Well, why do economists pay attention to “soft data”? Because they’re useful! From Hatzius/GS a couple weeks ago.
Title: It’s Not Unusual for Hard Data to Lag in Event-Driven Downturns (and Soft Data Have Already Weakened a Lot). Source: Hatzius, “Global Views: On the Precipice,” GS, 6 May 2025.
This suggests we see hard data reflecting a downturn in another three weeks or so.
This pair of graphs is from Abecasis/GS (22 April 2025):
“Event-Driven” Growth Slowdowns in the Economic Data
One salient feature of the current environment is that there is a clear catalyst behind our and other forecasters’ growth downgrades: the drag from higher tariffs and the associated increase in policy uncertainty and tightening in financial conditions. Indeed, we have based our recent forecast adjustments almost exclusively on changes in our expectations for tariff policy.
Now that large tariffs are in effect, how can we expect the economic data to behave? To draw lessons from parallel episodes in US economic history, we zoom into the evolution of the data around a few recessions for which we could identify a relatively clear catalyst that precipitated, accelerated, or worsened the recession.[2] We focus on the 1973 oil spike, the 1979-1980 Volcker interest rate increases, the 1990 oil spike around the invasion of Kuwait, and the 2001 dot-com crash.

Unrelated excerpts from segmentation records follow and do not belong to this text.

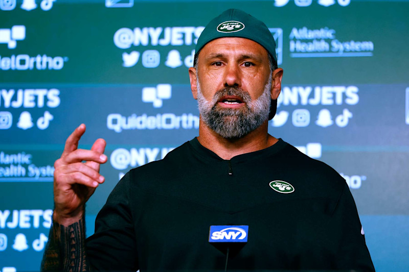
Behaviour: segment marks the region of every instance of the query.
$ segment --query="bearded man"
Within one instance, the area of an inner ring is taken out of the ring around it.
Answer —
[[[107,158],[102,139],[77,149],[78,128],[55,163],[43,269],[374,270],[345,181],[268,134],[283,76],[275,46],[243,11],[209,23],[189,69],[198,137],[127,173],[86,241],[84,204]],[[232,225],[248,226],[248,240],[229,256],[209,243],[209,227]]]

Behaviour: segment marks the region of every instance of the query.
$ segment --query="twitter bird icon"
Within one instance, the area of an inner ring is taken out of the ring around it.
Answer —
[[[137,64],[139,60],[139,52],[138,51],[132,51],[129,54],[126,52],[122,53],[122,60],[124,63],[122,66],[124,67],[132,67]]]
[[[284,126],[287,122],[288,119],[288,112],[286,111],[281,111],[278,113],[276,114],[274,118],[272,119],[272,126],[278,128]]]

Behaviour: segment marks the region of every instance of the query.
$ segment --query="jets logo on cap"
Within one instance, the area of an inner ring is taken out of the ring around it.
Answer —
[[[219,32],[237,32],[244,29],[244,24],[237,21],[227,21],[217,26]]]
[[[275,191],[279,193],[289,193],[294,191],[292,185],[281,180],[275,180],[270,182],[270,187]]]

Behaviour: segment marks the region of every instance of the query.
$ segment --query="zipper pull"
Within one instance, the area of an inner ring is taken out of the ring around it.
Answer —
[[[232,169],[232,164],[230,163],[230,160],[228,160],[227,161],[228,164],[229,165],[229,175],[231,176],[233,175],[233,171]]]

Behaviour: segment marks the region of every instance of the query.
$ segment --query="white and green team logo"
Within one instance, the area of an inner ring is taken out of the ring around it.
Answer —
[[[237,21],[227,21],[222,22],[217,26],[219,32],[237,32],[243,30],[244,24]]]
[[[275,191],[283,193],[292,193],[295,190],[292,185],[281,180],[275,180],[270,182],[270,187]]]

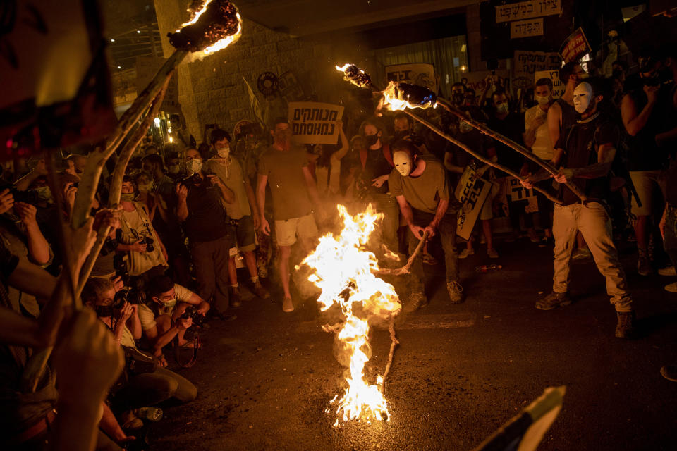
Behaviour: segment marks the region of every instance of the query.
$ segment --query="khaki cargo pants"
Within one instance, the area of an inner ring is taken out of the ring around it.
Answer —
[[[554,276],[552,290],[566,292],[569,285],[569,262],[580,231],[587,243],[597,269],[606,279],[606,293],[616,311],[632,311],[626,274],[611,239],[611,221],[599,202],[555,205],[552,234],[555,237]]]

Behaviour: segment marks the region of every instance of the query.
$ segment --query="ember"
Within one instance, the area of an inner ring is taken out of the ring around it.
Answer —
[[[370,321],[390,319],[402,307],[394,288],[374,275],[378,270],[376,257],[362,248],[382,215],[370,206],[354,216],[342,205],[338,212],[343,221],[341,234],[321,237],[317,247],[303,262],[314,270],[308,280],[322,290],[317,299],[321,310],[337,305],[344,319],[341,323],[324,328],[336,333],[337,359],[348,368],[345,376],[348,388],[329,402],[334,409],[328,407],[325,412],[336,412],[336,427],[351,420],[389,421],[383,376],[378,376],[374,384],[366,381],[364,374],[371,357]]]
[[[193,1],[188,11],[193,18],[176,33],[167,33],[169,42],[178,49],[208,54],[226,47],[241,35],[242,18],[228,0]]]

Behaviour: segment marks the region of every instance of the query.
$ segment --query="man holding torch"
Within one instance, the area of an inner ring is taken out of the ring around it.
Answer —
[[[456,214],[449,211],[449,184],[444,166],[430,154],[417,155],[414,144],[401,140],[393,147],[395,169],[390,174],[390,191],[409,230],[407,242],[411,254],[427,233],[439,232],[446,266],[446,288],[452,304],[463,302],[458,283],[458,257],[456,250]],[[415,259],[411,266],[412,288],[405,309],[413,311],[428,304],[423,291],[423,264]]]
[[[578,85],[573,103],[579,118],[568,132],[560,135],[554,147],[554,160],[561,163],[559,183],[571,182],[585,193],[581,202],[568,188],[561,187],[563,203],[555,205],[552,232],[555,238],[554,276],[552,292],[536,303],[536,308],[550,310],[571,304],[568,295],[569,261],[580,231],[590,246],[597,269],[606,279],[606,292],[616,307],[616,336],[630,338],[634,328],[632,298],[611,238],[611,222],[604,202],[609,191],[609,172],[616,156],[619,138],[618,126],[604,113],[606,100],[604,80],[590,80]],[[533,183],[549,176],[541,171],[522,184]]]

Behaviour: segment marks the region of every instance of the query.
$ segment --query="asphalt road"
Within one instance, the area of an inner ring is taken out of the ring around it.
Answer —
[[[200,394],[152,425],[152,450],[472,450],[549,386],[566,385],[563,408],[539,450],[676,450],[674,278],[642,278],[629,245],[621,257],[640,337],[614,336],[616,315],[590,261],[573,266],[576,302],[534,308],[551,288],[551,249],[499,244],[504,268],[476,274],[482,253],[461,261],[465,303],[449,304],[444,268],[425,266],[430,304],[400,319],[386,397],[391,419],[333,428],[324,413],[341,390],[334,337],[312,300],[284,314],[279,295],[254,298],[237,319],[209,323],[198,362],[181,373]],[[326,322],[326,321],[325,321]],[[368,368],[382,372],[390,343],[376,330]]]

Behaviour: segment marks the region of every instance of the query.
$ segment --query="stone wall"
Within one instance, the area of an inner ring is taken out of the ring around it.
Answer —
[[[165,57],[173,49],[166,34],[188,20],[181,0],[158,0],[157,13]],[[358,45],[348,42],[317,42],[294,38],[273,31],[246,18],[243,35],[228,48],[201,61],[183,63],[178,70],[179,102],[190,133],[198,142],[202,140],[205,124],[216,123],[231,130],[240,119],[253,119],[249,96],[243,82],[252,87],[262,106],[267,102],[257,88],[263,72],[278,75],[292,70],[306,94],[319,101],[337,103],[342,100],[347,84],[336,71],[336,63],[366,64],[368,54],[359,51]]]

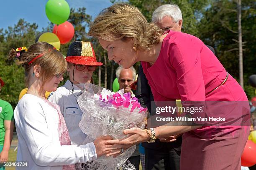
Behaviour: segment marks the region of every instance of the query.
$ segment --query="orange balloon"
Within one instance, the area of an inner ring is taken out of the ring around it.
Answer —
[[[241,160],[243,162],[256,164],[256,144],[251,140],[247,140]]]

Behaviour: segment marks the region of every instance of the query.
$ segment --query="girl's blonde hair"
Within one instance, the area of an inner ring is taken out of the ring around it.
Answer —
[[[28,63],[39,55],[41,57],[36,58],[33,62]],[[17,55],[17,52],[14,49],[9,53],[9,59],[15,58],[15,62],[22,65],[25,69],[27,87],[28,86],[29,78],[31,75],[29,74],[31,68],[36,65],[41,67],[40,76],[43,87],[46,81],[54,75],[64,73],[67,70],[67,62],[62,54],[55,50],[54,47],[46,42],[38,42],[32,45],[26,51],[22,52]]]
[[[112,41],[133,40],[133,46],[144,50],[159,43],[163,31],[148,23],[139,10],[130,5],[116,3],[104,9],[94,20],[88,35]]]

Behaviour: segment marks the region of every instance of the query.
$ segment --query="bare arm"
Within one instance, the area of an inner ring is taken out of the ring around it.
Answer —
[[[5,134],[3,148],[3,150],[0,153],[0,162],[6,162],[8,160],[9,150],[13,135],[13,121],[5,120],[4,125]]]

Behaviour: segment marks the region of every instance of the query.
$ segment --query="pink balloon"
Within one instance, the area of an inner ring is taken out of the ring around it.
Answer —
[[[64,44],[72,40],[74,34],[74,29],[72,24],[66,21],[58,26],[55,25],[52,32],[57,35],[61,44]]]
[[[245,160],[242,160],[242,159],[241,159],[241,165],[243,166],[247,166],[248,167],[250,167],[253,166],[254,165],[255,165],[255,163],[246,162]]]
[[[242,162],[253,165],[256,163],[256,144],[248,140],[241,157]]]
[[[256,106],[256,97],[253,97],[251,100],[251,103],[254,106]]]

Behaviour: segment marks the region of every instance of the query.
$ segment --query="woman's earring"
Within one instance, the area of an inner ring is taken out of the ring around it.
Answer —
[[[133,47],[133,50],[135,51],[137,51],[137,47]]]

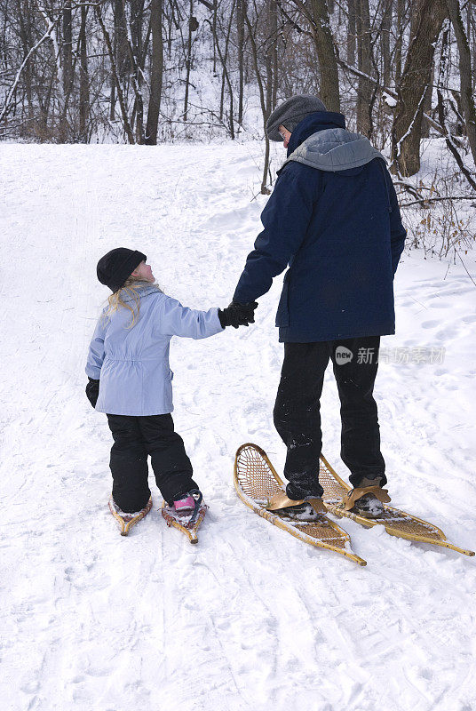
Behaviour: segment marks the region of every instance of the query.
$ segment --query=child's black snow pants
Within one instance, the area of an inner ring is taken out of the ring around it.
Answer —
[[[340,398],[341,458],[351,471],[350,482],[356,487],[365,477],[380,477],[380,484],[386,483],[372,395],[379,346],[379,336],[284,344],[274,416],[288,448],[284,475],[290,481],[290,499],[322,494],[318,481],[322,446],[320,398],[329,358]]]
[[[180,493],[198,489],[181,436],[174,431],[171,415],[107,415],[113,433],[110,467],[113,498],[124,512],[139,511],[150,497],[147,455],[155,482],[167,502]]]

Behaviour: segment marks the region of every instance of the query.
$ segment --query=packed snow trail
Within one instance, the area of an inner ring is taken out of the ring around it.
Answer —
[[[272,420],[281,289],[257,323],[171,346],[174,419],[210,509],[198,546],[154,510],[122,538],[107,509],[111,436],[84,395],[107,295],[98,259],[147,254],[167,293],[226,306],[260,229],[263,147],[0,146],[2,675],[10,711],[472,711],[474,559],[341,524],[359,568],[247,509],[234,452],[282,470]],[[281,154],[276,154],[274,168]],[[473,254],[465,258],[475,274]],[[476,539],[475,287],[461,264],[404,254],[397,335],[442,363],[382,363],[383,452],[395,506]],[[407,351],[403,349],[407,348]],[[331,369],[323,451],[339,474]]]

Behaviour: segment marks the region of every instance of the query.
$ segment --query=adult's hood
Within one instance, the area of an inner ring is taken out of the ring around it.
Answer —
[[[358,168],[374,158],[386,159],[368,138],[345,128],[342,114],[319,111],[305,118],[291,134],[288,158],[321,171]],[[296,135],[295,135],[296,133]],[[294,140],[293,140],[294,139]]]

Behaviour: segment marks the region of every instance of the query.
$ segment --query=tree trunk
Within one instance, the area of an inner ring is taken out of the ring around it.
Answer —
[[[186,115],[188,111],[188,87],[190,86],[190,70],[192,68],[192,23],[190,22],[190,18],[193,16],[193,14],[194,14],[194,0],[190,0],[190,14],[188,18],[188,41],[186,43],[186,58],[185,61],[185,65],[186,68],[186,75],[185,80],[184,121],[186,121]]]
[[[150,22],[152,30],[152,66],[150,69],[150,98],[146,126],[146,143],[155,146],[163,76],[163,40],[162,36],[163,0],[152,0]]]
[[[397,0],[397,27],[395,28],[395,85],[401,76],[401,48],[403,43],[403,20],[405,16],[405,0]]]
[[[88,8],[81,6],[81,28],[79,30],[79,139],[87,142],[87,124],[90,113],[88,55],[86,44],[86,18]]]
[[[71,18],[71,0],[65,0],[63,5],[63,91],[71,92],[73,83],[73,28]]]
[[[415,34],[397,85],[392,128],[392,171],[403,176],[420,170],[423,106],[431,80],[434,46],[448,15],[445,0],[417,0]]]
[[[340,111],[339,75],[326,0],[309,0],[309,10],[321,74],[319,97],[329,111]]]
[[[129,43],[129,59],[132,73],[132,86],[136,95],[136,139],[138,143],[144,143],[144,99],[142,97],[142,73],[140,61],[142,58],[142,25],[144,0],[130,0],[131,2],[131,42]]]
[[[370,76],[370,12],[369,0],[360,0],[357,12],[357,43],[359,69]],[[370,138],[372,83],[365,76],[359,78],[357,89],[357,131]]]
[[[119,76],[117,75],[117,68],[115,67],[115,57],[113,52],[113,46],[111,44],[111,38],[109,36],[109,33],[107,32],[106,26],[104,24],[100,8],[98,5],[94,6],[94,12],[96,13],[96,17],[98,18],[98,22],[99,23],[99,27],[101,28],[102,35],[104,36],[104,41],[106,42],[106,47],[107,49],[107,53],[109,55],[109,60],[111,62],[111,69],[113,72],[114,80],[115,82],[115,90],[117,92],[117,99],[119,100],[119,106],[121,107],[121,114],[123,115],[123,123],[124,124],[124,131],[127,134],[127,138],[130,143],[135,143],[134,141],[134,134],[132,132],[132,129],[131,127],[131,122],[129,121],[129,117],[127,116],[127,108],[124,101],[124,96],[123,92],[123,87],[121,86],[121,83],[119,81]]]
[[[384,0],[382,4],[381,45],[384,72],[382,83],[390,86],[390,33],[392,31],[393,0]]]
[[[464,25],[463,24],[463,18],[461,17],[459,0],[446,0],[446,4],[458,46],[461,105],[464,116],[468,142],[472,159],[476,164],[476,108],[472,86],[470,46],[464,31]]]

While these were not the only causes of the downturns, focusing on them allows us to get a rough sense of how long it takes for economically significant shocks to appear in the data.
We summarize the information in our dataset by extracting the first principal components of 1) the overall dataset, 2) the hard data, 3) the current conditions components of the survey data, and 4) the expectations components of the survey data. For this exercise, we have to “back-cast” the indicators that are not available back to the 1970s. When doing so, we simulate the release dates of our back-casted indicators to be at about the same time of the month as their typical release.
These results, …, suggest that the expectations components of the business surveys generally provide a more timely warning of the coming slowdown than the current conditions components shortly after the shock. This is likely because survey respondents can anticipate the effects of the catalyst before they start to see them in their own firms or the broader economy. At the same time, the available hard data typically take about four months to show clear signs of deterioration.
Here’s services PMI:
On a side note, large cap and small cap stock indices are down.